クレディスイス経営危機は第二のリーマンショックを招くのか?結論:ならない

トレード

久しぶりに相場が大きく動いているため、ブログを更新してみます。

マーケットの反応

まどろっこしいファンダメンタルズ的な話は後で行うとして、まずはマーケットの反応を見てみましょう。

マーケットのヒートマップ
Google Financeのデータより独自に作成

少しだけ注釈をつけてみる。なおGoogle Financeで簡単にとれるデータのみのため、「重複している!!」とか「網羅してない!!」とかの文句は受け付けません。

マーケットのヒートマップ
Google Financeのデータより独自に作成

2006年以降の週次騰落率(前週金曜〜当週金曜)を可視化してみました。画像が小さくて恐縮ですが、横軸が時系列、縦が各指標で大まかに上から債券、株価指数、コモディティ、為替をプロットしています。赤が上昇、青が下落という色付け。定量の世界では割とよく見かけるヒートマップです。

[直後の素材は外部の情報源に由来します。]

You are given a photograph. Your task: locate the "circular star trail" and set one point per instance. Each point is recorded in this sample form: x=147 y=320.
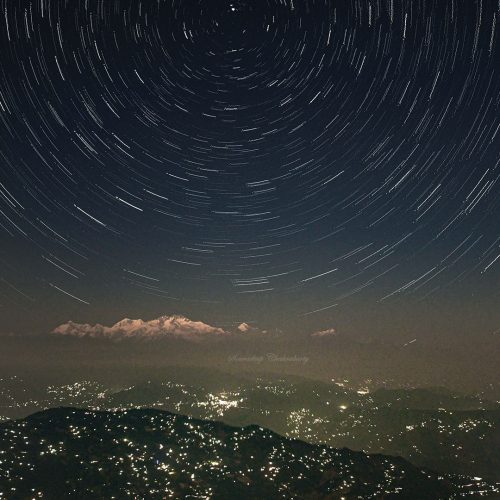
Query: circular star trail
x=238 y=153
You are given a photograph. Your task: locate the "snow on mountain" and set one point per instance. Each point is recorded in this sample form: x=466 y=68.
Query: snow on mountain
x=163 y=327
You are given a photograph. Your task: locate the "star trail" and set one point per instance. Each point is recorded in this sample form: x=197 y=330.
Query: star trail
x=235 y=159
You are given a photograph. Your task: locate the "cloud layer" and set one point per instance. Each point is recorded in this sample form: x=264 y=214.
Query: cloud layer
x=173 y=327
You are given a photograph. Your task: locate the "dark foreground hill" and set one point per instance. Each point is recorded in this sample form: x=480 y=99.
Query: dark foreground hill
x=70 y=453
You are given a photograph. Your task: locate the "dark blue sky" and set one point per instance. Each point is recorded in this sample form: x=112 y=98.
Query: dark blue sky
x=294 y=164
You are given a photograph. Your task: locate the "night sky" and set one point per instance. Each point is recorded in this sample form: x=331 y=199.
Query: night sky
x=298 y=165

なので、一番右端が直近(3/10-3/17)の動きです。

色が濃いほど動きが大きいことを表しており、一番右端の直近くらいの変動は長い目でみるとたまに発生していることがわかります。

2008年9月のリーマンブラザーズ破綻やコロナショックのときの下落は極端すぎるというのはありますが。

ちなみにこの調査で騰落率が最も近い週は2020/7/24〜31の週でした。(リターン格差の二乗和で算出)

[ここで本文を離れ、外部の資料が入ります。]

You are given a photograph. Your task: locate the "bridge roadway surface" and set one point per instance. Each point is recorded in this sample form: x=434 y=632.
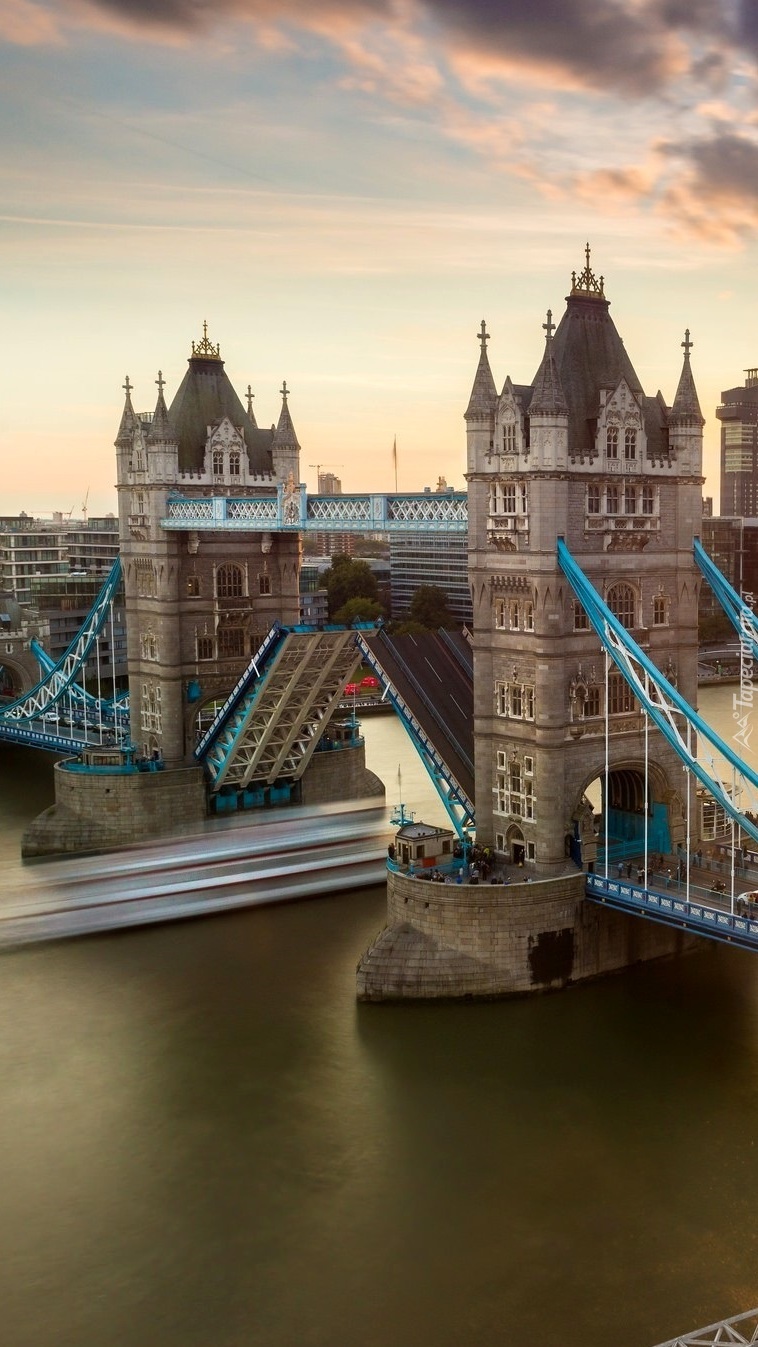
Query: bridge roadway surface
x=434 y=675
x=271 y=857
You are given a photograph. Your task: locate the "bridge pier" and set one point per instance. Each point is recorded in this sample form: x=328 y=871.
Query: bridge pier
x=105 y=810
x=450 y=940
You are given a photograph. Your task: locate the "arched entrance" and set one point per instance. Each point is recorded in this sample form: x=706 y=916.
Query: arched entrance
x=634 y=819
x=514 y=845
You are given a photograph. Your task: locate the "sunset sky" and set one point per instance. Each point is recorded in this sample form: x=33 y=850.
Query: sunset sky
x=343 y=190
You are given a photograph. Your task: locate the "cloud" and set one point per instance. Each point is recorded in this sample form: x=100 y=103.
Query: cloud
x=26 y=24
x=714 y=187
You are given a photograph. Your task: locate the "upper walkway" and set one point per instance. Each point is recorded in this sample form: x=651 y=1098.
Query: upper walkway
x=296 y=512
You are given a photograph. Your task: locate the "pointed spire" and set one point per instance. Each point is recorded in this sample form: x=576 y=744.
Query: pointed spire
x=160 y=427
x=685 y=404
x=586 y=284
x=128 y=419
x=284 y=435
x=548 y=398
x=484 y=393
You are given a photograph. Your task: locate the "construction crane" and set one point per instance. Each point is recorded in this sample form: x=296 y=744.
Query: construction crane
x=318 y=468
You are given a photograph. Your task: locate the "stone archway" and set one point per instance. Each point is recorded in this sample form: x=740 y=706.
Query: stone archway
x=514 y=845
x=628 y=827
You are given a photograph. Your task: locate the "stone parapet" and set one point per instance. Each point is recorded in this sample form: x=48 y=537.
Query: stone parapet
x=449 y=940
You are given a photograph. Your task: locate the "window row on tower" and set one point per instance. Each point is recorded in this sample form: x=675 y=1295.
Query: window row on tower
x=514 y=785
x=513 y=614
x=617 y=499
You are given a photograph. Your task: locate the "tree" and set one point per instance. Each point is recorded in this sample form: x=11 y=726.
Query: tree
x=358 y=610
x=428 y=606
x=346 y=579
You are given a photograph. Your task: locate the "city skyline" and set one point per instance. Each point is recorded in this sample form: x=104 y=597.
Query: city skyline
x=342 y=193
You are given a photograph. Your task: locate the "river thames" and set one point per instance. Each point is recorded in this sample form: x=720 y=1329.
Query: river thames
x=206 y=1142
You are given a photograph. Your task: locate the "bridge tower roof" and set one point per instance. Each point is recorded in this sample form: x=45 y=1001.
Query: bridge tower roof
x=284 y=434
x=484 y=393
x=202 y=399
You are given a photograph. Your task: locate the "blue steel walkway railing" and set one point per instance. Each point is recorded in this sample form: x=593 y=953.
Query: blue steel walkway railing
x=295 y=512
x=673 y=909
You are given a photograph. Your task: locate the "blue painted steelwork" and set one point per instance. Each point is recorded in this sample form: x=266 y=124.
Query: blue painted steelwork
x=738 y=612
x=661 y=701
x=458 y=807
x=244 y=686
x=296 y=512
x=112 y=710
x=672 y=909
x=19 y=719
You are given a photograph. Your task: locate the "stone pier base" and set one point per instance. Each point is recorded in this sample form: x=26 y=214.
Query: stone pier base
x=98 y=811
x=101 y=811
x=447 y=940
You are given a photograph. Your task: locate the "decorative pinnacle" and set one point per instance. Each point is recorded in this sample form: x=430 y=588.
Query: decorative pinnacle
x=586 y=283
x=205 y=348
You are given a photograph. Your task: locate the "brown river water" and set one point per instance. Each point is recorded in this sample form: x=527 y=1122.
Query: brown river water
x=206 y=1142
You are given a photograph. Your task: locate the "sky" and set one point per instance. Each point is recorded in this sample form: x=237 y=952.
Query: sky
x=342 y=190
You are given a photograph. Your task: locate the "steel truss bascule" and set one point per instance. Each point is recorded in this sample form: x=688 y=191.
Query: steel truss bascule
x=458 y=806
x=276 y=721
x=741 y=1328
x=61 y=678
x=665 y=706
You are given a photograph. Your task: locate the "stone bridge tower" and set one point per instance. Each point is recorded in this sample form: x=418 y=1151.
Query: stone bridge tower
x=584 y=454
x=198 y=604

クレディスイスで何が起きているのか?経済への影響は?

一言でいえば、クレディスイスは破綻の危機です。金融市場を通して経済全体への影響に対する懸念がくすぶっています。しかし私のスタンスは比較的楽観的です。その理由は以下の通り。

  • 個別要因であること:クレディスイスは預かり資産の流出がもともと続いていた。そこにアルケゴス破綻による損失発生。そこにSVB破綻影響によるさらなる預金流出。
  • Too Big to Fail
  • 株価が表す通り、マーケットは既にそれなりの評価をしていた。ついでにCDSスプレッドも3/17時点で破綻をほぼ折り込み。

私は何らかの公的救済や投資家の痛みを伴う救済が生じることで、不安は払拭されると考えます。もちろんこれに対する反論もあります。

  • 金融機関の決済機能に影響が出る。
  • Too Big to Be Saved
  • 資本性証券への不信感によるリファイナンス懸念

クレディスイスにはいくつかのビジネスを展開していますが、(クレディスイスにとって)オワコンのビジネスはまず切り離され、決済機能としてのクレディスイスは救済されるでしょう。

潰すことはできないと言いますが、仮にもG-SIBsであるクレディスイスを完全に破綻させることは世界の金融機関の管理不全を表すため、当局はそうならないよう最大限の調整を行うでしょう。

残念ながら資本性証券については不信感が生じることがまぬがれられないと思います。CoCo債、特にAT1債はCET1またはPoNVいずれかのトリガーに抵触すると株式転換ないし元本削減されることになります。今のクレディスイスの状況では、いずれかのトリガーに抵触することは確実でしょう。

段階的にはまず利払い停止が生じますが、現代の金融機関への統制の中でAT1の利払い停止自体が稀有なケースです。大なり小なり混乱が生じることは2016年のドイツ銀行のAT1利払いへの懸念からも容易に想像できます。

当局および関係者はこの週末で何らかの調整を画策していることは明らかです。ただでさえインフレ対応のための金融引き締め・利上げのフェーズの中で、大規模な救済はすなわち緩和的対応を意味しており、ここ1年の中央銀行の物価対策への努力は泡に消えます。大混乱が生じ金融市場全体への大規模対応が必要となる間際の、スピーディーな対応が必達なのです。

その混乱は欧州だけでなく、SVB破綻の震源地である米国も同様です。クレディスイスほどの大きな金融機関が破綻すれば、米国でも、という話が当然出てきます。

このように大きな動きが予想される日本時間の20日(月)の朝時点、どのようなヘッドラインが出ているか目を逃すことができません。

そういえばドイツ銀行ショックのときも「第二のリーマンショック」を連呼する人たちがいたなぁ。ちなみにリーマンショックは和製英語で海外ではthe global financial crisisという呼び方が一般的。第二のリーマンショックを唱える人は「リーマンショックおじさん」と呼ばれます。